New York Personal Injury Law Blog » Antonin Scalia, Dan Turkewitz, Secession, U.S. Supreme Court

 

February 21st, 2010

The Supreme Court’s Other Responses to the Screenwriter’s Secession Question


Geez, you go to Florida for a few days vacation and that is the time for a post to go viral? It seems the interest in Justice Antonin Scalia’s response to my brother Dan’s request for assistance on his screenplay, dealing with Maine seceding from the U.S., drew interest not only from legal blogs but from numerous political ones as well. Maybe I should have published all the responses?

I watched (from my iPhone) with fascination as the story on my little post exploded across big time blogs/media (Washington Post, NBC, CBS, WSJ, Volokh, ATL, Politico, and many more). It’s tough to blog with an iPhone though, and Mrs. NYPILB would not have been pleased if I was tethered to a laptop instead of frolicking on Floridian beaches, pools and golf courses. (That’s Dan with my kids above, in his alter ego role as Super Uncle.)

Thus far, over 23,000 page views for that one post.

A little back story on why he wrote to the members of the court, over my objection, might be helpful. When he wrote his award-winning sci-fi thriller of astronauts stranded in space and fighting with each other for survival, he sought expertise on the plausibility of his plot. So he wrote to astronauts. And he got responses.

If astronauts would respond to him, he figured, why not Supreme Court justices, especially given the lack of people that could speak authoritatively on the issue of secession? When I told him he wouldn’t get meaningful responses, I was right on 9/10 of the justices he wrote to. Scalia was the exception.

But while Scalia was the only one to respond to the substance of my brother’s request, other responses did come in. He received three personally signed rejection letters from Justices Clarence Thomas, Samuel Alito and Stephen Breyer, which are all lovingly reproduced here. While reproducing rejection letters isn’t exactly the norm, these happen to be first rate, classy rejections. If you’re gonna get dumped, it might as well be by the best. Frankly, I was stunned that he even got these. And, as you can see, none of them are form letters. And they use top-notch stationary. Just in case you were wondering.

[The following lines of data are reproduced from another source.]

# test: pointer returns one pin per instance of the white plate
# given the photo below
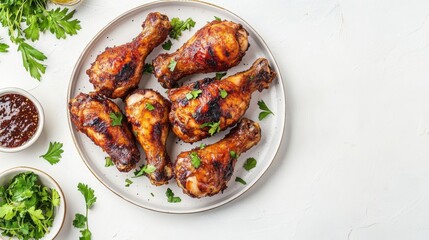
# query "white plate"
(123, 29)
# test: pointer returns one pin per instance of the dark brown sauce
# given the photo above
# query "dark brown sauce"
(18, 120)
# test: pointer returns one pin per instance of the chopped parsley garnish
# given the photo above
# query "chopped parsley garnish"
(80, 220)
(27, 207)
(195, 160)
(178, 26)
(265, 110)
(223, 93)
(193, 94)
(172, 65)
(149, 107)
(128, 182)
(170, 196)
(146, 169)
(108, 162)
(249, 164)
(53, 155)
(240, 180)
(148, 68)
(116, 118)
(214, 127)
(167, 45)
(219, 76)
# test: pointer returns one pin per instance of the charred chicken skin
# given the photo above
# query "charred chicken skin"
(118, 70)
(216, 163)
(92, 115)
(147, 111)
(217, 46)
(205, 107)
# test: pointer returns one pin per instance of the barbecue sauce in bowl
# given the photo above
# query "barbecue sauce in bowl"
(19, 120)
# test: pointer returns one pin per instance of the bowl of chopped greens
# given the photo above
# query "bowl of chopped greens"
(32, 204)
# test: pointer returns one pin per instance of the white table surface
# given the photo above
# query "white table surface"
(355, 160)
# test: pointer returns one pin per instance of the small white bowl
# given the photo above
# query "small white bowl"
(39, 108)
(45, 180)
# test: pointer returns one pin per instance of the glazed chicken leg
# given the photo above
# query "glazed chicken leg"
(205, 107)
(93, 115)
(217, 46)
(118, 70)
(147, 111)
(216, 161)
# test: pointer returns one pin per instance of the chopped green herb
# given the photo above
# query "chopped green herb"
(108, 162)
(219, 76)
(128, 182)
(195, 160)
(53, 155)
(265, 110)
(170, 196)
(149, 107)
(146, 169)
(240, 180)
(214, 127)
(178, 26)
(172, 65)
(27, 207)
(193, 94)
(148, 68)
(249, 164)
(223, 93)
(167, 45)
(116, 118)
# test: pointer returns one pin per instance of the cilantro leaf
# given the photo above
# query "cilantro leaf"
(116, 118)
(53, 155)
(249, 164)
(167, 45)
(195, 159)
(265, 110)
(178, 26)
(240, 180)
(88, 194)
(193, 94)
(172, 65)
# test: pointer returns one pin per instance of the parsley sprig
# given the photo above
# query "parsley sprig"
(25, 20)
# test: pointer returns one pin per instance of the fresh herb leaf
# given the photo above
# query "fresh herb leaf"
(170, 196)
(223, 93)
(108, 162)
(240, 180)
(167, 45)
(249, 164)
(148, 68)
(146, 169)
(214, 127)
(116, 118)
(53, 155)
(193, 94)
(178, 26)
(128, 182)
(195, 159)
(265, 110)
(149, 107)
(172, 65)
(219, 76)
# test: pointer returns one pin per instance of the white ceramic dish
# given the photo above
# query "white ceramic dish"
(40, 115)
(141, 193)
(45, 180)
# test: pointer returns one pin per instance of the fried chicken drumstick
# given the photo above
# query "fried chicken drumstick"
(147, 111)
(118, 70)
(92, 115)
(205, 107)
(217, 46)
(216, 163)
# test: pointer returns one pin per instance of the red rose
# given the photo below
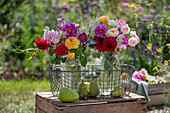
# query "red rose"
(61, 50)
(109, 44)
(99, 43)
(42, 44)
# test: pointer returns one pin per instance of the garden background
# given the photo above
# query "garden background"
(23, 21)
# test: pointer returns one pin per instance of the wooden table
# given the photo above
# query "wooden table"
(46, 103)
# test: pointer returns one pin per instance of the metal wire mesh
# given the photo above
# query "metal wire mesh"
(106, 80)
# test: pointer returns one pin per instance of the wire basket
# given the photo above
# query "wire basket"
(107, 80)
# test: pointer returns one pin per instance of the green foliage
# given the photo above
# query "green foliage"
(19, 95)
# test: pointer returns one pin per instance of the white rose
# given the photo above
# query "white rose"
(112, 32)
(113, 23)
(125, 29)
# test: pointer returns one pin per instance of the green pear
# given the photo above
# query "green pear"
(117, 92)
(93, 89)
(68, 95)
(82, 90)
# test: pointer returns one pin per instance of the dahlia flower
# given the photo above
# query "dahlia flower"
(61, 50)
(101, 30)
(104, 20)
(109, 44)
(83, 38)
(71, 29)
(72, 43)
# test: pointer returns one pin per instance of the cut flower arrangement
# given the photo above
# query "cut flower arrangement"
(69, 42)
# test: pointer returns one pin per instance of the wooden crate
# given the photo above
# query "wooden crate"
(46, 103)
(156, 93)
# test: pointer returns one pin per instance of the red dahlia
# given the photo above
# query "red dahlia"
(99, 41)
(42, 44)
(109, 44)
(61, 50)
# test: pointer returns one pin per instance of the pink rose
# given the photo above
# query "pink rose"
(133, 41)
(52, 36)
(125, 29)
(112, 32)
(116, 55)
(122, 22)
(133, 34)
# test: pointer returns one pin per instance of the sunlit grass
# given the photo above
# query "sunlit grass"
(19, 95)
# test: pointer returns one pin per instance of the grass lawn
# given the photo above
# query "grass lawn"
(18, 96)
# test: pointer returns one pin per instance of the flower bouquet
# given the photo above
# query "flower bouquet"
(69, 44)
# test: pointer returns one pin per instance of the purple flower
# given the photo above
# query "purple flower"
(60, 15)
(139, 77)
(54, 6)
(71, 29)
(125, 4)
(46, 18)
(165, 7)
(78, 21)
(125, 40)
(100, 30)
(152, 10)
(61, 21)
(149, 16)
(77, 6)
(158, 16)
(66, 8)
(168, 6)
(93, 3)
(140, 30)
(154, 4)
(82, 37)
(85, 11)
(85, 16)
(143, 71)
(141, 8)
(144, 20)
(52, 36)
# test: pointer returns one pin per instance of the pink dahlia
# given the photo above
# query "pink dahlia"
(83, 38)
(139, 77)
(71, 29)
(109, 44)
(42, 44)
(99, 43)
(100, 30)
(125, 4)
(61, 50)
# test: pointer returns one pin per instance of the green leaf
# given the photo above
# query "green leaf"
(83, 60)
(90, 42)
(98, 55)
(64, 59)
(29, 58)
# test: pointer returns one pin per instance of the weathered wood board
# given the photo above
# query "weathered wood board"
(46, 103)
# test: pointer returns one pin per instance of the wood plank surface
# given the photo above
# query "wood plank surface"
(158, 99)
(154, 88)
(46, 103)
(127, 107)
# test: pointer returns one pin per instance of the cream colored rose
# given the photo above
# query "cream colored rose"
(112, 32)
(125, 29)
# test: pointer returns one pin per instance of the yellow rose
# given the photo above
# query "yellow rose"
(71, 55)
(105, 20)
(72, 43)
(112, 32)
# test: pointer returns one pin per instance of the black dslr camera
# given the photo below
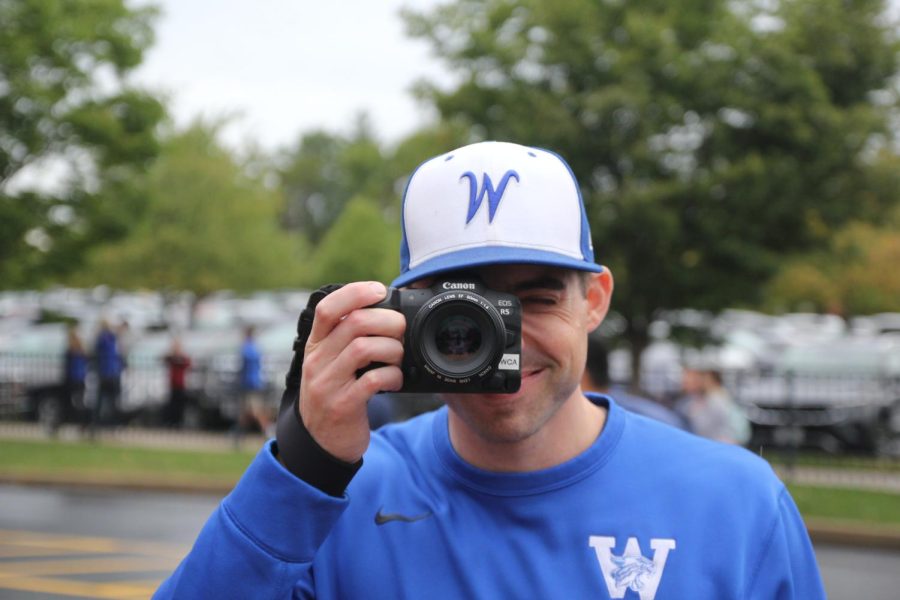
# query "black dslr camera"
(460, 337)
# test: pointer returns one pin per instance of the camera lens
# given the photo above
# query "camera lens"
(457, 338)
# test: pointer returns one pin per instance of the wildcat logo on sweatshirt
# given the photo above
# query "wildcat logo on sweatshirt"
(631, 570)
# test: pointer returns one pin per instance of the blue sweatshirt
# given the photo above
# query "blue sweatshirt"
(646, 512)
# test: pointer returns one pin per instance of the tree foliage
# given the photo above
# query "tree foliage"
(324, 171)
(711, 137)
(344, 195)
(363, 244)
(67, 114)
(855, 275)
(208, 226)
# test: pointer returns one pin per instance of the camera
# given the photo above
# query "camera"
(461, 337)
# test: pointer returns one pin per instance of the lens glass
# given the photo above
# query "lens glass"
(457, 337)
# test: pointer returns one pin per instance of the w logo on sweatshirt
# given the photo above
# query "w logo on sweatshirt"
(631, 570)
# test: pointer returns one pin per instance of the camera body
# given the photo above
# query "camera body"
(461, 337)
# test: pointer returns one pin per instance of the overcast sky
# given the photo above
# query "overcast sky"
(283, 67)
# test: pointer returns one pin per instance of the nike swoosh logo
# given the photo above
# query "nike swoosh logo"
(382, 517)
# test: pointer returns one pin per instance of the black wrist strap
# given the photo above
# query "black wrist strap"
(305, 458)
(297, 450)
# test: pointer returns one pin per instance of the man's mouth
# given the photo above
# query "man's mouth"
(531, 372)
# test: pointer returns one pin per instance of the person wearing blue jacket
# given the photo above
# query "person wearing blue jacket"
(546, 492)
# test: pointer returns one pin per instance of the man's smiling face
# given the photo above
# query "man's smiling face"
(559, 308)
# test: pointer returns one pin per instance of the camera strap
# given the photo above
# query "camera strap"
(297, 450)
(304, 328)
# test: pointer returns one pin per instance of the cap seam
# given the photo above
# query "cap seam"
(527, 246)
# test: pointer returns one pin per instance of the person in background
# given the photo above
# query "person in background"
(708, 407)
(541, 492)
(178, 363)
(254, 410)
(108, 363)
(596, 379)
(74, 376)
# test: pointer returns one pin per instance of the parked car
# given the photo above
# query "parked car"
(839, 395)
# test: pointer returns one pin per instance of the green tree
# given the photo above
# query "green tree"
(68, 115)
(363, 244)
(711, 137)
(325, 171)
(855, 275)
(208, 226)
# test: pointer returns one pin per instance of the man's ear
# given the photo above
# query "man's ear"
(599, 294)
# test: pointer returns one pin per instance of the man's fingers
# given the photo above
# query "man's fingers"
(340, 303)
(363, 351)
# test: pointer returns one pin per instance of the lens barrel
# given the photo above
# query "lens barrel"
(458, 335)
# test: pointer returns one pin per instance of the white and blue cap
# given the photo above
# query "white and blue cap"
(493, 203)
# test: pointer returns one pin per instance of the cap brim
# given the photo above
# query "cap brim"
(499, 255)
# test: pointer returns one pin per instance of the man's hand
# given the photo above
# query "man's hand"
(346, 336)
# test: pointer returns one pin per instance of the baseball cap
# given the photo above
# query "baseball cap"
(493, 203)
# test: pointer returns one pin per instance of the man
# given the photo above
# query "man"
(709, 409)
(541, 493)
(109, 374)
(177, 362)
(254, 410)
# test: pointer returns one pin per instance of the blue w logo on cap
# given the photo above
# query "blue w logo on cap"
(487, 189)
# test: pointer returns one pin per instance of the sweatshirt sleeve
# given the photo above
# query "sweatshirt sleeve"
(261, 540)
(787, 568)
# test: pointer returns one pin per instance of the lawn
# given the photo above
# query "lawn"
(107, 463)
(113, 463)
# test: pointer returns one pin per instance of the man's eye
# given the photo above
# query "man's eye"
(539, 300)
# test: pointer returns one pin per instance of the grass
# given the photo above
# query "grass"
(113, 463)
(847, 504)
(108, 462)
(849, 461)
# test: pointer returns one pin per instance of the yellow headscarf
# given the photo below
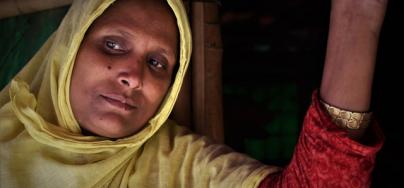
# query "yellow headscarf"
(41, 144)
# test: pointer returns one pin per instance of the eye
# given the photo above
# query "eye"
(156, 64)
(114, 46)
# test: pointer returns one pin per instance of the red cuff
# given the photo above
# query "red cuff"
(326, 157)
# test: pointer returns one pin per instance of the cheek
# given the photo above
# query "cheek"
(156, 92)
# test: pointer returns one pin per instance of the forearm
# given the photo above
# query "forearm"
(351, 55)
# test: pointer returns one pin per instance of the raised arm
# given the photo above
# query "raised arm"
(351, 52)
(324, 155)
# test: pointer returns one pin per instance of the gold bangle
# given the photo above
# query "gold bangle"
(347, 119)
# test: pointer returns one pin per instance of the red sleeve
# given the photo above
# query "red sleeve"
(326, 157)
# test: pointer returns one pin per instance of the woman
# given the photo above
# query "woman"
(90, 109)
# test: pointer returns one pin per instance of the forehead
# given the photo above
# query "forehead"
(140, 18)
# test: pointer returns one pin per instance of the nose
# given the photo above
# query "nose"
(131, 76)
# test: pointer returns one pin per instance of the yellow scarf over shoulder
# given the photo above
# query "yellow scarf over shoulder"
(41, 144)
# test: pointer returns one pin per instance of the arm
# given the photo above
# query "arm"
(351, 53)
(324, 155)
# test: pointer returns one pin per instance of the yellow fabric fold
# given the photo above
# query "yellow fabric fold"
(41, 144)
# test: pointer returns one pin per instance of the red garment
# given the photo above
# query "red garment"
(326, 157)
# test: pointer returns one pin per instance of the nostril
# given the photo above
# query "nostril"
(125, 82)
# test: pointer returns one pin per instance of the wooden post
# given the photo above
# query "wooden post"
(207, 70)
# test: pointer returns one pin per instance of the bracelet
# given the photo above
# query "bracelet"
(348, 119)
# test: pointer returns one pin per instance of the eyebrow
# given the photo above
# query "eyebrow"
(121, 29)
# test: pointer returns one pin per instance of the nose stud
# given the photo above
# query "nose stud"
(125, 82)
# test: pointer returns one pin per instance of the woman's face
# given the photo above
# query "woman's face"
(123, 68)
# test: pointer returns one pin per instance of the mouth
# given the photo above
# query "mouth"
(118, 101)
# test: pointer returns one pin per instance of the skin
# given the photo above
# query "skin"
(124, 67)
(351, 55)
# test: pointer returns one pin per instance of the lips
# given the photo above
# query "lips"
(119, 101)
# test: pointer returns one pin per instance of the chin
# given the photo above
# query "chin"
(110, 128)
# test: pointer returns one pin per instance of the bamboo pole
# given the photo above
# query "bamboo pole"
(9, 8)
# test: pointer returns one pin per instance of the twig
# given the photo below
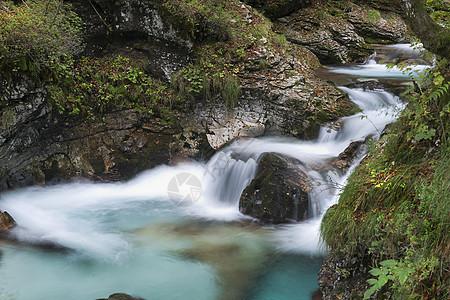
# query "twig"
(107, 26)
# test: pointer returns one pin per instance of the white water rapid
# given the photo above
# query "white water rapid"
(131, 237)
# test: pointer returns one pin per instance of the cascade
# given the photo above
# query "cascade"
(112, 232)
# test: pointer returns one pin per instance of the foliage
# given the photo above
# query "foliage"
(389, 270)
(218, 66)
(395, 206)
(373, 15)
(38, 34)
(93, 86)
(201, 19)
(439, 11)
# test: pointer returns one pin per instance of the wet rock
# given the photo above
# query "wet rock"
(345, 278)
(6, 222)
(134, 28)
(122, 296)
(279, 192)
(284, 99)
(347, 157)
(377, 26)
(331, 38)
(39, 146)
(277, 9)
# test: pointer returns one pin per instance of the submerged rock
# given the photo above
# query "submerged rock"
(122, 296)
(277, 9)
(344, 278)
(279, 192)
(6, 222)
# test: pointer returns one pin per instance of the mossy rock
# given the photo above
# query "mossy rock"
(279, 192)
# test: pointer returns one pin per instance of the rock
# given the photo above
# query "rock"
(332, 38)
(377, 26)
(134, 28)
(346, 158)
(285, 99)
(277, 9)
(122, 296)
(6, 222)
(344, 278)
(279, 192)
(39, 146)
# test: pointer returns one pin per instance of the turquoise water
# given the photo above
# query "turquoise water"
(87, 241)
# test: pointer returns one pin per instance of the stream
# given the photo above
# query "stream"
(141, 238)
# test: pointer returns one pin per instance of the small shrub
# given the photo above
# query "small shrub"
(94, 86)
(38, 34)
(373, 16)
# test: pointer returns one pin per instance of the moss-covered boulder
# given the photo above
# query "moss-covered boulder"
(121, 296)
(279, 192)
(279, 8)
(6, 222)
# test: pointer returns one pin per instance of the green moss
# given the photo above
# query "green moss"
(38, 35)
(370, 40)
(93, 86)
(395, 204)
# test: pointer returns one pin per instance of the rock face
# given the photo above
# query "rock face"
(341, 35)
(279, 192)
(121, 296)
(133, 28)
(6, 222)
(39, 146)
(341, 278)
(277, 9)
(282, 98)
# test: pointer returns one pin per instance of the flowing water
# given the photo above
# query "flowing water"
(89, 240)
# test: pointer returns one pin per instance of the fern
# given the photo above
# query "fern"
(440, 91)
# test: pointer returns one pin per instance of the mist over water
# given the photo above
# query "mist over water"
(132, 237)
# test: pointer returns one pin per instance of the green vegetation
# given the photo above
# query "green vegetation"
(225, 40)
(38, 35)
(95, 85)
(439, 11)
(395, 206)
(373, 15)
(40, 39)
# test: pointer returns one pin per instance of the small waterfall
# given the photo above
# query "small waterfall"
(117, 229)
(227, 176)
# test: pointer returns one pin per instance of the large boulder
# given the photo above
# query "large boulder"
(339, 33)
(332, 38)
(121, 296)
(277, 9)
(279, 192)
(6, 222)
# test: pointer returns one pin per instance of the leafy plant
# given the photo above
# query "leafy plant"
(389, 270)
(93, 86)
(38, 34)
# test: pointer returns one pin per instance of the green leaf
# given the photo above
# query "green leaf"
(382, 280)
(388, 263)
(376, 272)
(403, 275)
(369, 292)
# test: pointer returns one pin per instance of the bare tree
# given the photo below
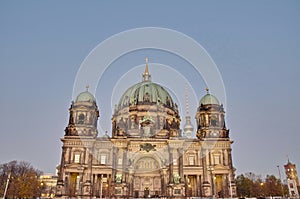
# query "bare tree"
(24, 182)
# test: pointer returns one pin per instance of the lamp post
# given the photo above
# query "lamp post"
(101, 186)
(230, 187)
(7, 182)
(282, 192)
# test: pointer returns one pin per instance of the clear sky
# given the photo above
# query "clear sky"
(255, 44)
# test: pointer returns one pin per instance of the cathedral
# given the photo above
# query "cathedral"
(147, 154)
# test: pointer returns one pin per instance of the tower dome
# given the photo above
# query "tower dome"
(209, 99)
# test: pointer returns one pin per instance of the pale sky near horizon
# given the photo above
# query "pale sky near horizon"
(255, 44)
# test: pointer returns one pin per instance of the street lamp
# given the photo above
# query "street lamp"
(280, 181)
(6, 186)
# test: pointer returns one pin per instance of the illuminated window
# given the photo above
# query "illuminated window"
(77, 158)
(120, 161)
(191, 160)
(217, 159)
(81, 119)
(103, 159)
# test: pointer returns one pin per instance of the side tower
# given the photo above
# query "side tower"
(74, 177)
(218, 170)
(292, 179)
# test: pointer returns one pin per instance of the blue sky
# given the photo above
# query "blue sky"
(255, 44)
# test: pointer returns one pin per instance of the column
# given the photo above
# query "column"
(198, 186)
(171, 180)
(124, 166)
(186, 179)
(204, 157)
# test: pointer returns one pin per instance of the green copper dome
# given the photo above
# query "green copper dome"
(85, 97)
(146, 92)
(209, 99)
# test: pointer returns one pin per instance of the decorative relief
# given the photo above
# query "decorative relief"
(147, 147)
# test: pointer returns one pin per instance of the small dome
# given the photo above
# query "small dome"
(209, 99)
(85, 97)
(146, 92)
(188, 127)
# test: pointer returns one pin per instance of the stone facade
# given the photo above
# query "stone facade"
(147, 154)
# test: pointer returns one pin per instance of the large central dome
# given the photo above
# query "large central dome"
(146, 92)
(146, 110)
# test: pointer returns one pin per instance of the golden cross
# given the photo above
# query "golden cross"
(207, 89)
(147, 60)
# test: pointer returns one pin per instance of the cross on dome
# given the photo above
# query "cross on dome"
(146, 75)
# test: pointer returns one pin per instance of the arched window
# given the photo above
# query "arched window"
(146, 97)
(81, 119)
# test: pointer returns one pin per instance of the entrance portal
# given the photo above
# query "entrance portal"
(146, 192)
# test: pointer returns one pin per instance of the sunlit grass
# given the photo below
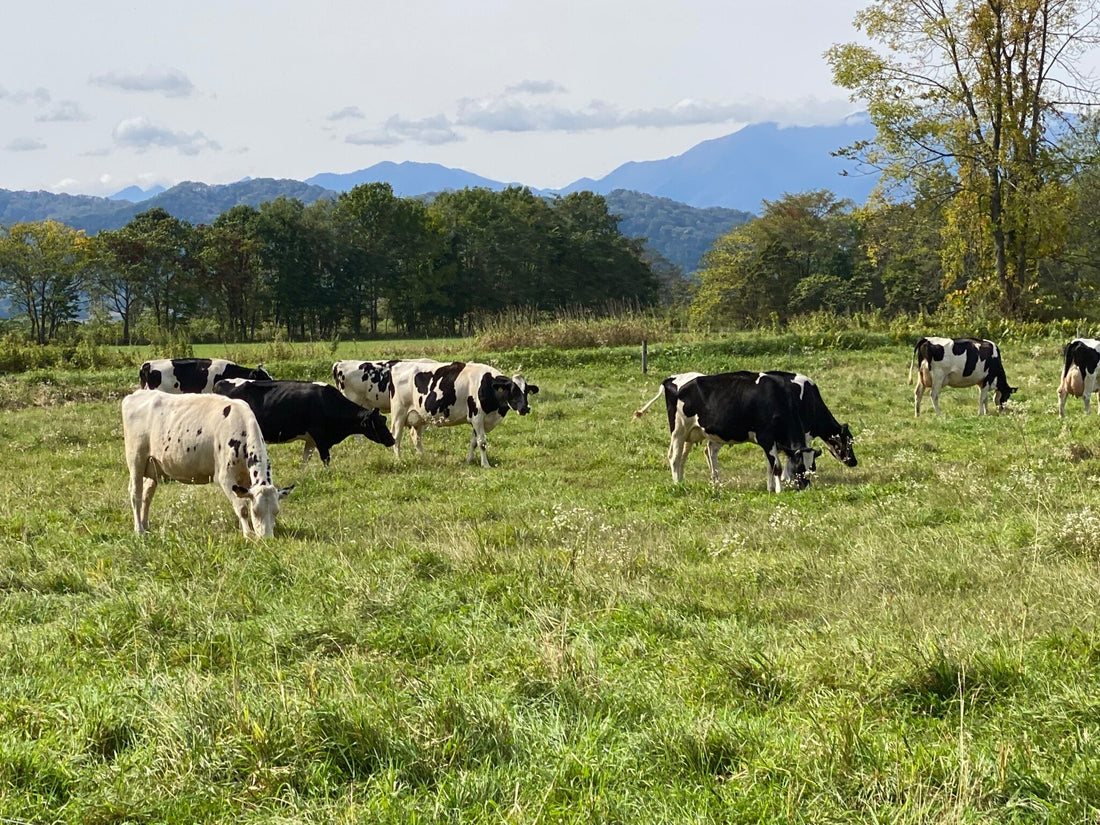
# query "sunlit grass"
(568, 636)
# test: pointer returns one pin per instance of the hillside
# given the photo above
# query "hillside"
(680, 232)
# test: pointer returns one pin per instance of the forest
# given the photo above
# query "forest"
(987, 153)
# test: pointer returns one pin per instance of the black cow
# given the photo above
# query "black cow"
(427, 392)
(1081, 360)
(194, 375)
(734, 408)
(316, 414)
(959, 362)
(817, 418)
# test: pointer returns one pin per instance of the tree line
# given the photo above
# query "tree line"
(352, 265)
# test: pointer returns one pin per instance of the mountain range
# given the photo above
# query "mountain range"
(682, 204)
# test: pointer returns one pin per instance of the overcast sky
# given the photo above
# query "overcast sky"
(96, 97)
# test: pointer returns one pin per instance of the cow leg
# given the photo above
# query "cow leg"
(774, 470)
(679, 448)
(480, 440)
(712, 459)
(149, 487)
(935, 396)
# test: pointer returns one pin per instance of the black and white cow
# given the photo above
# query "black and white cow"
(194, 375)
(367, 383)
(734, 408)
(817, 418)
(959, 362)
(442, 395)
(1081, 360)
(317, 414)
(197, 439)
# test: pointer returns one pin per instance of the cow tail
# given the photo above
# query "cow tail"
(1067, 360)
(640, 413)
(916, 349)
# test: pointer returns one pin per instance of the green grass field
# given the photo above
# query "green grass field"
(567, 637)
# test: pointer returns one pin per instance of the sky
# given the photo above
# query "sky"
(97, 97)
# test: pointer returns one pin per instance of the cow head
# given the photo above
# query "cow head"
(260, 374)
(263, 506)
(842, 446)
(374, 427)
(802, 466)
(513, 392)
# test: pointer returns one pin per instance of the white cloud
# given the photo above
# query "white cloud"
(25, 144)
(431, 131)
(141, 134)
(66, 111)
(535, 87)
(349, 112)
(39, 96)
(507, 113)
(168, 81)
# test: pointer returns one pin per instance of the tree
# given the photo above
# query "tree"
(803, 253)
(229, 251)
(162, 260)
(971, 95)
(42, 267)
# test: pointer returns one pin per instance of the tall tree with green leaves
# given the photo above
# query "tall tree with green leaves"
(971, 94)
(42, 268)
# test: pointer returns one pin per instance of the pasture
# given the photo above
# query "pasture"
(567, 637)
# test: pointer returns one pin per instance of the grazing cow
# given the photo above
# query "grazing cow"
(194, 375)
(734, 408)
(367, 383)
(305, 410)
(817, 418)
(959, 362)
(1079, 372)
(443, 395)
(197, 439)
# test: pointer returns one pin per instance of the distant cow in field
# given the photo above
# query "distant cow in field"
(367, 383)
(197, 439)
(818, 420)
(442, 395)
(1081, 360)
(317, 414)
(959, 362)
(194, 375)
(735, 408)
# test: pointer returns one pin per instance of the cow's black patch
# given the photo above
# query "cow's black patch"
(438, 387)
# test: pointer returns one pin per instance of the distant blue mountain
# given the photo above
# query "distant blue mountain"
(135, 194)
(406, 178)
(760, 162)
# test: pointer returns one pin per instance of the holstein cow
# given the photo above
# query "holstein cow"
(818, 420)
(367, 383)
(1081, 358)
(734, 408)
(194, 375)
(197, 439)
(958, 362)
(317, 414)
(443, 395)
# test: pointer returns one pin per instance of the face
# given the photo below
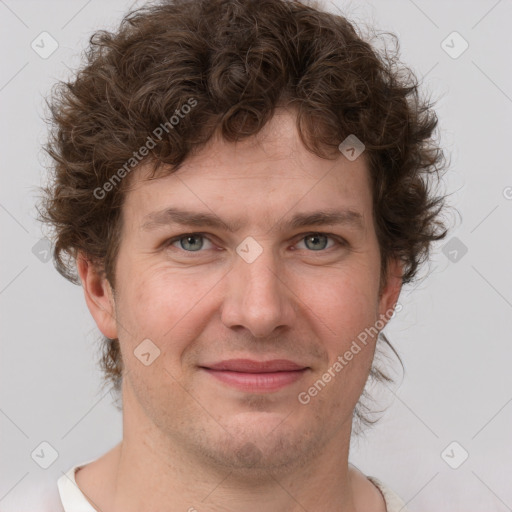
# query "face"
(247, 312)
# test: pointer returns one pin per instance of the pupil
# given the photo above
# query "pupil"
(187, 241)
(315, 239)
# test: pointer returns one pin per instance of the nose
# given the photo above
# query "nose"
(257, 297)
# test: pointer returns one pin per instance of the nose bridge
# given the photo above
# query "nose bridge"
(256, 297)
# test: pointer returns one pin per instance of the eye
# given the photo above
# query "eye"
(190, 242)
(319, 241)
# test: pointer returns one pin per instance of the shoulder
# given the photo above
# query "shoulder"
(393, 502)
(42, 496)
(372, 494)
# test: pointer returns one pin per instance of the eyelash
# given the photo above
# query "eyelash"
(340, 241)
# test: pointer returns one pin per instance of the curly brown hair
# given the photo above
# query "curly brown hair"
(237, 60)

On the actual substance of Scalia’s letter, I will follow in another post with my thoughts on how the issue could reach the high court, despite Scalia’s protest in the letter that:

“Secondly, I find it difficult to envision who the parties to this lawsuit might be. Is the State suing the United States for a declaratory judgment? But the United States cannot be sued without its consent, and it has not consented to this sort of suit.”

[Now added: How the Supreme Court Could Hear the Secession Issue (A Response to Justice Scalia)]

Regardless of whether one agrees with Scalia’s political-judicial beliefs, the guy clearly picked up major cool points for giving my brother a substantive response. Justices Thomas, Alito and Breyer also picked up a few of those points, to the extent that they did take the time to respond, albeit with rejection. Justice Souter picked up a single point for having a secretary respond.

On the flight back from Florida I pondered a question: Is there any significance to the fact that the responding troika of Scalia-Alito-Thomas form 3/4 of the conservative wing?

I’ll leave it to others to opine on that subject.

Addendum: A commenter notes that Justice Alito spelled our last name wrong and that this deserves a head-shaking response: “‘Turkwitz??’ Not true, Justice Alito, not true.”

(And yes, Dan still needs an agent.)

4 thoughts on “The Supreme Court’s Other Responses to the Screenwriter’s Secession Question

  1. Eric,

    I think that you're the one who needs an agent. Blogger uncovers Scalia secrets, goes viral and becomes consultant on how to write multi million dollar blogs that are covered by major media outlets.

    And we can say we knew you when…

    Seriously – congrats on the great coverage.

    Carolyn

  2. Thanks.

    But I have one more I'm working on, that goes directly to the second issue that Scalia raised: How does the issue of secession even get before the court?

    Hopefully, it will be ready tomorrow morning.

  3. Why would any seceding state seek legal validation from the government it was seceding from? Isn't it independent? I don't recall the framers seeking a declaratory judgment from London that the new Constitution was groovy with his majesty…

  4. All great responses, but Alito misspelled your name — ouch! I suggest responding, State of the Union-style: "'Turkwitz??' Not true, Justice Alito, not true."